Reseñar la Comedia de Dante sería tan absurdo como imposible. Mi tarea, entonces, tiene que ver aquí con atender las ingentes labores que José María Micó hubo de desempeñar para presentarnos esta nueva edición de la obra maestra dantesca, edición que es ya un hito entre quienes leemos en español. Traducir, prologar y comentar la Comedia es vivir en carne propia una batalla contra un ente descomunal y mitológico.1 Aunque quizá convenga evitar el lugar común de la metáfora bélica: ¿en qué telar el hilandero puede reunir los 14233 versos de Dante, atendiendo al sentido y al sonido, sin que el tapiz acabe lleno de deformaciones que lo alejen del que aspira a emular?

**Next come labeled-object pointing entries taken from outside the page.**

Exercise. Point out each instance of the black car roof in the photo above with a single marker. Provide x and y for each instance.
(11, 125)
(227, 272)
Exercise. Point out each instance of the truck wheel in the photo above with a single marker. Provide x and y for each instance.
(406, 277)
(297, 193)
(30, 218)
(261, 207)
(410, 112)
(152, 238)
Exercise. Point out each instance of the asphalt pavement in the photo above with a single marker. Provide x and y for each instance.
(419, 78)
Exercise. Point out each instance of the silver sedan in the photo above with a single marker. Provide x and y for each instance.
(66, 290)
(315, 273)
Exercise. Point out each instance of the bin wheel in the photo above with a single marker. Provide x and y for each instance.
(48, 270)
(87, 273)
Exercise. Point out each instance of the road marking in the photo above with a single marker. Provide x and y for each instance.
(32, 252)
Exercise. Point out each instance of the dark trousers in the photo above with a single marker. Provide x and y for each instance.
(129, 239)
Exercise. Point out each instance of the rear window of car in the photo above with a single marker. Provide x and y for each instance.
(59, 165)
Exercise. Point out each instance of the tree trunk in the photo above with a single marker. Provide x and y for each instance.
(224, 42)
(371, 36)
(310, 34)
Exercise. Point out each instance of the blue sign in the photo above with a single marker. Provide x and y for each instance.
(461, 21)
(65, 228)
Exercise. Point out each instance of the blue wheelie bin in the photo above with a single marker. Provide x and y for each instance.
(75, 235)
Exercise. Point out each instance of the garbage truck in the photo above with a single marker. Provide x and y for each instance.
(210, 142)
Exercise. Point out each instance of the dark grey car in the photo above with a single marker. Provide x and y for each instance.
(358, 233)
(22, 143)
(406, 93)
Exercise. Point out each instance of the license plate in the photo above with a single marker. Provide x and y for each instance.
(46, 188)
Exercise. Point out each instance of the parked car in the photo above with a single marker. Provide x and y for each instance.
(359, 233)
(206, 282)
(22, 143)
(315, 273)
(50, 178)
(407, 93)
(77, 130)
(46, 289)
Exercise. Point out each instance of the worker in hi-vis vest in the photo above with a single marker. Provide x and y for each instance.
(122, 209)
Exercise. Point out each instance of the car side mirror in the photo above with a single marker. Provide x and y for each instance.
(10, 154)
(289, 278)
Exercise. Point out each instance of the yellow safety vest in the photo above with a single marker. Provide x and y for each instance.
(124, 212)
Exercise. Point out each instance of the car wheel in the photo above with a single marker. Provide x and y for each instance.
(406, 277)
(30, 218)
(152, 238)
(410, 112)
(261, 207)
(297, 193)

Solamente en el telar de un entusiasmo —lo digo etimológicamente— casi tan grande como la Comedia misma:
Testimonio de gratitud y fidelidad, la edición aparecida el año pasado es, con todo, mucho más que una nueva, “melódica e inspirada” traducción —según se dice tino en la cuarta de forros—. Lo vemos ya desde el “Prólogo”, en parte texto introductorio para quienes no están familiarizados con la Comedia —y hay que decirlo: no existe en español una mejor edición que esta—, en parte señuelo del conocimiento profundo que Micó posee de la obra dantesca.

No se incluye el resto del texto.